The Mayan ball game was called Pitz and it was a component of the Mayan’s political, religious, and social life. It was played with a rubber ball about the size of a soccer ball. The players had to bounce the ball with any part of their body, without utilizing their hands, through the stone hoops on the sides of the court. The ball court was a symbol of wealth and power. The ball game was a different way for resolving disputes rather than war.Only the greatest warriors could play in the game.
There were two teams, and they wore protective equipment. There were different reasons for the ritual, and one was to resolve disputes. The story, Popol Vuh, associated the ball game with the Maize Gods and the Hero Twins. The Mayans believed in a dark place called Xibalba, which means a place of fear. Brothers, Hunahpu and Xbalanque went to the underworld to fight against death and darkness. The Maize Gods were enthusiastic players who were killed by the underworld and buried on the ball court for being too noisey. “Place his head in the midst of the tree that is planted by the road” (Popol Vuh 114). The head of one of the gods hung from a tree.

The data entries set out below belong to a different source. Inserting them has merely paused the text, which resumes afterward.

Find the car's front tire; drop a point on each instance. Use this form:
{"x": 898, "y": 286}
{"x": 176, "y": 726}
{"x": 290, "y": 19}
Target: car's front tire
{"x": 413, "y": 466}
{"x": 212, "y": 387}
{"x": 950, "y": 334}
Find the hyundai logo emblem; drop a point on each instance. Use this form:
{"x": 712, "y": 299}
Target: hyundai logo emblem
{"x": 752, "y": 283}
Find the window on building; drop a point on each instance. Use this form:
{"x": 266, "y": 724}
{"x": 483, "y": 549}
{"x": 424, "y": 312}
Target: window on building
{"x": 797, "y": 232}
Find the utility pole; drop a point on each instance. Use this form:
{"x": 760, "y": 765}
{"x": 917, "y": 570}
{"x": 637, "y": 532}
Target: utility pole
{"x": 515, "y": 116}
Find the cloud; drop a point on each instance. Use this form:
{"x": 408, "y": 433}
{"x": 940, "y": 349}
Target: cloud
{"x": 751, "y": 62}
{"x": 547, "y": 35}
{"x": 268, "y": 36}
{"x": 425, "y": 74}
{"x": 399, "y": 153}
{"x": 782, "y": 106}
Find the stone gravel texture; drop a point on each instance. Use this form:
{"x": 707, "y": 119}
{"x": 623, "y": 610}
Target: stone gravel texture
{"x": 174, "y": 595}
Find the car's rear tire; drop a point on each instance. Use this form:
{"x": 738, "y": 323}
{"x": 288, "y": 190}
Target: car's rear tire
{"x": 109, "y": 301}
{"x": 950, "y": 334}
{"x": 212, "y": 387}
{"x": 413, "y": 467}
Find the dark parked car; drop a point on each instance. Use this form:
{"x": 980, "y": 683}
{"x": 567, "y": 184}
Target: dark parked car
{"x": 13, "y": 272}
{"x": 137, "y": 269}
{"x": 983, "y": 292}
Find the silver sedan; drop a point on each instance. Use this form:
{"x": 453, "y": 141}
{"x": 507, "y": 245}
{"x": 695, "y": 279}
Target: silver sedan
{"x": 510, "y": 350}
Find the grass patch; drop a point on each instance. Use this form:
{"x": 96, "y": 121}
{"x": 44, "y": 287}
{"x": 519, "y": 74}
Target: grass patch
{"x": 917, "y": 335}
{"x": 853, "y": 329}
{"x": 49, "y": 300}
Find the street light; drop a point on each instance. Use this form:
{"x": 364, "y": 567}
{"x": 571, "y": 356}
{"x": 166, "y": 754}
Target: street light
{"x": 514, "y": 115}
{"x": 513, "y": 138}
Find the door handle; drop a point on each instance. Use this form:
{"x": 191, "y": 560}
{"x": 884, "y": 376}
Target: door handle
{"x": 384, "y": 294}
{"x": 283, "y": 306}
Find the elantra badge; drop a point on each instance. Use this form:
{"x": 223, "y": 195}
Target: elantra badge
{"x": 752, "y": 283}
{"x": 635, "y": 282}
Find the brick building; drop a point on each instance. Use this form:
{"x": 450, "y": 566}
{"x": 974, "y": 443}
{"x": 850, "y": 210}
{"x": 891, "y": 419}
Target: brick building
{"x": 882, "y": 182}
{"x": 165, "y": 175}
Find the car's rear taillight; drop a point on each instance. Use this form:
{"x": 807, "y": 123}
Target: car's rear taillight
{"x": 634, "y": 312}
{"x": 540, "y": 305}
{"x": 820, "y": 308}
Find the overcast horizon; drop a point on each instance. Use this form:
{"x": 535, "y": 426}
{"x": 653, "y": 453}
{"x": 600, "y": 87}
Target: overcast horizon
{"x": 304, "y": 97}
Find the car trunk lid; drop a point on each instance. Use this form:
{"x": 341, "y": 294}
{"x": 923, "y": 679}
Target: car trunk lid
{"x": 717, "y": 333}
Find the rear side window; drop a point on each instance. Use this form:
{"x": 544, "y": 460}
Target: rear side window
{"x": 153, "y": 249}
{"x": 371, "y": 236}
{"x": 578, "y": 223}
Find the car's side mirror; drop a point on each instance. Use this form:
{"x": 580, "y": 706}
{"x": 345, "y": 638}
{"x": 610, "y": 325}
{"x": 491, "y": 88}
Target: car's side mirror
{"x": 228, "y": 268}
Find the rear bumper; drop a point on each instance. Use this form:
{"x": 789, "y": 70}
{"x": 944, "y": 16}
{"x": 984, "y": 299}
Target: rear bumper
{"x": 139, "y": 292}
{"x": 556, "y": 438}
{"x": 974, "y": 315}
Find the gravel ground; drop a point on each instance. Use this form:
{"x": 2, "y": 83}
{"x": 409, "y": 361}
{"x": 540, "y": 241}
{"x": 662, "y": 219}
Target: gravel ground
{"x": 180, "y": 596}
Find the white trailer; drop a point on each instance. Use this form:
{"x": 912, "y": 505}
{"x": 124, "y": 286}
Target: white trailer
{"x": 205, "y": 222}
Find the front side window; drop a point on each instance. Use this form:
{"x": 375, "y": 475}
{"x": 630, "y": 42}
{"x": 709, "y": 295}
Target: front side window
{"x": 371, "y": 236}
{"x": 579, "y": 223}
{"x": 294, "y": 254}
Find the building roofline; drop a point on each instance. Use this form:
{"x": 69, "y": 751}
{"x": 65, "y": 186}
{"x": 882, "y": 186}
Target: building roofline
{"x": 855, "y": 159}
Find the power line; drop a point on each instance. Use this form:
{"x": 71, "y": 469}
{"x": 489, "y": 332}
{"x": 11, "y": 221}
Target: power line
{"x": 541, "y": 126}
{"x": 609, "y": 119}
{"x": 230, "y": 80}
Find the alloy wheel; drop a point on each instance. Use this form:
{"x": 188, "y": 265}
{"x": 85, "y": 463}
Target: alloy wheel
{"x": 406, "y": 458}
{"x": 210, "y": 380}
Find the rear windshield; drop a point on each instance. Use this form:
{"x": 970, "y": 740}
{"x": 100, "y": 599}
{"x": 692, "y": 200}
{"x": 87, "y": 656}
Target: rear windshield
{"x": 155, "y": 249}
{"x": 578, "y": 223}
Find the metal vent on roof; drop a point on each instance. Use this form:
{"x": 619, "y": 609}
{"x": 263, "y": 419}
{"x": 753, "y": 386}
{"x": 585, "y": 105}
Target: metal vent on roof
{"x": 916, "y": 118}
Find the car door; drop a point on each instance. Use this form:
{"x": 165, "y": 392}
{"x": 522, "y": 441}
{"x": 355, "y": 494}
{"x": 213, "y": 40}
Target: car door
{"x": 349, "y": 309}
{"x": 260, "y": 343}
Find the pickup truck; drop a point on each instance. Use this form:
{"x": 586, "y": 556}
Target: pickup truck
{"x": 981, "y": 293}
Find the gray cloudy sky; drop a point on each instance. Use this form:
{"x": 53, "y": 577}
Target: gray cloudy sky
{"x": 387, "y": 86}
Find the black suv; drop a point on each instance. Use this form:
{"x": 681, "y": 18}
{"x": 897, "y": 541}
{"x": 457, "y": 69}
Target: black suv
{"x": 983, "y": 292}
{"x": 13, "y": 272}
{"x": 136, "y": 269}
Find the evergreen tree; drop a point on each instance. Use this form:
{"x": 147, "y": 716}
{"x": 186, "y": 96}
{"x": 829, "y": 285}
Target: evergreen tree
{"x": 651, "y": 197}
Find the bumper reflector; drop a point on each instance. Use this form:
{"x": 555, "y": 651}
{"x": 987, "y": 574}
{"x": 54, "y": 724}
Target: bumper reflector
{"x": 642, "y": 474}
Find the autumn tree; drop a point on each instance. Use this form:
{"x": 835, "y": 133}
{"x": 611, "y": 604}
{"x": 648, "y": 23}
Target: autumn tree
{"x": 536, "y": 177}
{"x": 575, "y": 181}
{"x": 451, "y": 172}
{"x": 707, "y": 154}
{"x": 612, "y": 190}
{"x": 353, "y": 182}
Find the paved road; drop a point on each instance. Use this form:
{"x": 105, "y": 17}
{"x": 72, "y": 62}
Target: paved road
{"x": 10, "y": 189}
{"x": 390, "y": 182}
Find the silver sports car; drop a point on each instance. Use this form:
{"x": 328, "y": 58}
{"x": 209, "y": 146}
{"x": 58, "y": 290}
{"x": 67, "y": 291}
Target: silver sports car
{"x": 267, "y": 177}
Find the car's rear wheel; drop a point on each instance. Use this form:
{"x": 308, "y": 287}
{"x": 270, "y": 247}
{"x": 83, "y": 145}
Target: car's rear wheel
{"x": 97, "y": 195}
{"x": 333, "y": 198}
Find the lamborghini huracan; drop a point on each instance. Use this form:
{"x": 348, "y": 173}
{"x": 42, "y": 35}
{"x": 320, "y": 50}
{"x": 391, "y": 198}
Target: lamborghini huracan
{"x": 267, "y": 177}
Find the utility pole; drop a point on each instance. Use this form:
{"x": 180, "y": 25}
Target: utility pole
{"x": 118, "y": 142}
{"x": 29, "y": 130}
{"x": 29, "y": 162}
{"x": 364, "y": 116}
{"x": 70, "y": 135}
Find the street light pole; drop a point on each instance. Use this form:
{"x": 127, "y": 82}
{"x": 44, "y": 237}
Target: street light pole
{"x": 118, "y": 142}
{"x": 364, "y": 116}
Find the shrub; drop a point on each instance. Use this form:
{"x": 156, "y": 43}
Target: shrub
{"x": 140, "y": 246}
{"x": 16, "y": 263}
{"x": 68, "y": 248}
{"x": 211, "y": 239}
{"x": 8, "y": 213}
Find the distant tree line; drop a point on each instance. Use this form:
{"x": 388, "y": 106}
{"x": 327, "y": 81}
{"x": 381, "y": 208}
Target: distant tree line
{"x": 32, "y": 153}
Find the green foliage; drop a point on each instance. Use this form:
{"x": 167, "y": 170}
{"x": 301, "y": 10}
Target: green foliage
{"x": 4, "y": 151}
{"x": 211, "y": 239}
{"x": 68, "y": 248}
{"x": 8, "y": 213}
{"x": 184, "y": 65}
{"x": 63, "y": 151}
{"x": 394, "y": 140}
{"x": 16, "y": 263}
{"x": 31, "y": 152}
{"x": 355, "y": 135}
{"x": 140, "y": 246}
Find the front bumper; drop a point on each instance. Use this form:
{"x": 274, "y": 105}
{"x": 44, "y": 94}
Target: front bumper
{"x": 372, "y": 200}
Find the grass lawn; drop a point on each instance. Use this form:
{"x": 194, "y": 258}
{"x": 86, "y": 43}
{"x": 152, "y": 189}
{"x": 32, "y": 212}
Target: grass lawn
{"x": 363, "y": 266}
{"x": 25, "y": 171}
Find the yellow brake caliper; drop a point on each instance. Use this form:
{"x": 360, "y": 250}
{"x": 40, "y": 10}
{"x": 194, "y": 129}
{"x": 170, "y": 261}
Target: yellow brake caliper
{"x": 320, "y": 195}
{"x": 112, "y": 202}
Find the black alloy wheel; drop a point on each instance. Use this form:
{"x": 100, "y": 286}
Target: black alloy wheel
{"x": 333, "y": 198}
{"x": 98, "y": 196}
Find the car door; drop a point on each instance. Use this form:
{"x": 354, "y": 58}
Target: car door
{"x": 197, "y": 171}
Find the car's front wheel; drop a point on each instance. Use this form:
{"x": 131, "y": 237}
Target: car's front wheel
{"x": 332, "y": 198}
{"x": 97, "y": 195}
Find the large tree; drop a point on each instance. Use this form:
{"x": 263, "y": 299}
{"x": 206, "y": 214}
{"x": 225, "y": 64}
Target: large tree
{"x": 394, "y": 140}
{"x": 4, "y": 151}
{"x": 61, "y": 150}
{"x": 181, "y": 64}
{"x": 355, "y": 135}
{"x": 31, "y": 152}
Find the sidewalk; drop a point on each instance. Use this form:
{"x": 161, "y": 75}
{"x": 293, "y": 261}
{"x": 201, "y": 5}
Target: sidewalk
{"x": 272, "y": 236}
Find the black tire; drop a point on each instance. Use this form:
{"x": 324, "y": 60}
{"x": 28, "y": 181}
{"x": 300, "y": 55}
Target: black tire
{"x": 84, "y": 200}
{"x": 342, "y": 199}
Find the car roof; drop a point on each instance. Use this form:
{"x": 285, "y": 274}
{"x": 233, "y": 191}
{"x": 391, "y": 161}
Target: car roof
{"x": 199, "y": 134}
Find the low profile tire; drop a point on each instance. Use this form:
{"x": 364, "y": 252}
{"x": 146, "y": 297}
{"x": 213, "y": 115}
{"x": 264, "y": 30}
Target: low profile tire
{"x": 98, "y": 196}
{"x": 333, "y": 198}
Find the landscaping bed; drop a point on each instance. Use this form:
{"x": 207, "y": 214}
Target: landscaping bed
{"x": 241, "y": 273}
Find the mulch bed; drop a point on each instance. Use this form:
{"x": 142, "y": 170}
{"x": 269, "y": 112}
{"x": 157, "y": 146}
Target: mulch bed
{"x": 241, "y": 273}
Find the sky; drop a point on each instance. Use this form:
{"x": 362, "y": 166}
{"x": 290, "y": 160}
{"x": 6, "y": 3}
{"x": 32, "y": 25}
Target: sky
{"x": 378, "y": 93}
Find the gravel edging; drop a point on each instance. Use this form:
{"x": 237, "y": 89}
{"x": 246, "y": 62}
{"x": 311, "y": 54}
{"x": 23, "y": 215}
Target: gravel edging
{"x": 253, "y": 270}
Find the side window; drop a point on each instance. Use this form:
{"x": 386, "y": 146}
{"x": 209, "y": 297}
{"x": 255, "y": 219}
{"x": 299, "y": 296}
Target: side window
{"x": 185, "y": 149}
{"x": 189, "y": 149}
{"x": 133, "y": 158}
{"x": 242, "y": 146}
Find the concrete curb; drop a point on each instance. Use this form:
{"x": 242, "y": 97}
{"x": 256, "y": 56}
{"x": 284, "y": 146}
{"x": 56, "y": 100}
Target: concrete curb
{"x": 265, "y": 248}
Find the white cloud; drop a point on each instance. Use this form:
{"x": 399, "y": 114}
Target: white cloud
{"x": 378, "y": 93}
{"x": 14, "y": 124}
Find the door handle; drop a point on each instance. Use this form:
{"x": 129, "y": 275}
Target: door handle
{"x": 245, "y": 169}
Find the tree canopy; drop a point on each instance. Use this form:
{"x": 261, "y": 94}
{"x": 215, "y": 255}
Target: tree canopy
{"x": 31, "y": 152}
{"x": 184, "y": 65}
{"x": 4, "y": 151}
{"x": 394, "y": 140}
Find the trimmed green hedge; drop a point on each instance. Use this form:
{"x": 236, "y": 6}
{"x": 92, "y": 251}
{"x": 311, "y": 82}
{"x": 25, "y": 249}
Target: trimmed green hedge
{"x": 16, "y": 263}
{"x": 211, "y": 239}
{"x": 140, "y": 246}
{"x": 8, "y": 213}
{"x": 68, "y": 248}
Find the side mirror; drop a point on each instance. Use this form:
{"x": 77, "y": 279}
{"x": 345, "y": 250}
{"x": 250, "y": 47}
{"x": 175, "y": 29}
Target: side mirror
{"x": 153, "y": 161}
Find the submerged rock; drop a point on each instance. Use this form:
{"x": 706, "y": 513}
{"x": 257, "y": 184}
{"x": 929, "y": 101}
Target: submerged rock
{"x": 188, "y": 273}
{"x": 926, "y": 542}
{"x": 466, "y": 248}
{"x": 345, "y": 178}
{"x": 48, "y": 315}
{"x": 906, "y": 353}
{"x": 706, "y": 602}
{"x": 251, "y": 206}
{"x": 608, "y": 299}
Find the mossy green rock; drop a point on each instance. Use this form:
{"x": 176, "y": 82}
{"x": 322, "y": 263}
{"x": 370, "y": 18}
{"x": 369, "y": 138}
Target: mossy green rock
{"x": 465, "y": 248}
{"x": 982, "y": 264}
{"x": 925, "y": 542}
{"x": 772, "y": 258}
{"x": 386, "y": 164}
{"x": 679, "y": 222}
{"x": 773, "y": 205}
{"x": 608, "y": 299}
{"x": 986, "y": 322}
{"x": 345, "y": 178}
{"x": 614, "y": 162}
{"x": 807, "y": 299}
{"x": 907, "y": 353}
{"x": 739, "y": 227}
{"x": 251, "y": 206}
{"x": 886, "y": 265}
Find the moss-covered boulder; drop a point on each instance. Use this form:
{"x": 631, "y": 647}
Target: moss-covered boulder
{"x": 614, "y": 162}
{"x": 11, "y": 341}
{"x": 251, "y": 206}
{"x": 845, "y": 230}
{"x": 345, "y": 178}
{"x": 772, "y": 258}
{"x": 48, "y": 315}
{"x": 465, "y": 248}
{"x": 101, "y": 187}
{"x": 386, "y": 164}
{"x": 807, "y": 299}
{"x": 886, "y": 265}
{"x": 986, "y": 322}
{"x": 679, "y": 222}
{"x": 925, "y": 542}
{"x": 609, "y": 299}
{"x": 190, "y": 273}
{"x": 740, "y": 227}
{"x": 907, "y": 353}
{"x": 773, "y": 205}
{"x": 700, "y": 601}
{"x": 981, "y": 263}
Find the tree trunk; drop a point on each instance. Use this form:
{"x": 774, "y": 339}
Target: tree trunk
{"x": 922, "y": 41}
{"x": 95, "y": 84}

The head spits out into the daughter of the Lord of the Underworld’s hands and impregnates her. She had twin sons, the Hero Twins, who were named Hunahpu and Xbalanque. They get revenge for their father and uncle’s death by bringing them back on the court. They survive the trials of the underworld given to them by the Lords of Xibalba, while the Maize Gods remained on the court to be honored by humans. “They were sacrificed and transformed into the sun and the moon” (Lopez 2017). The Hero Twins could not resurrect their father, so they left him buried in the court. In “Of Cannibals,” Montaigne talks about a cannibalistic society, explaining that we are no better. He compares the society in Brazil to the Europeans.
The Mayans were like the Brazilian cannibals. I believe Montaigne would like to look at them and the Mayan ball game. In relation to their religious beliefs, Mayans performed sacrifices.
They believed human blood was what they could offer. They also believed the sacrifices kept the sun rising and setting each day.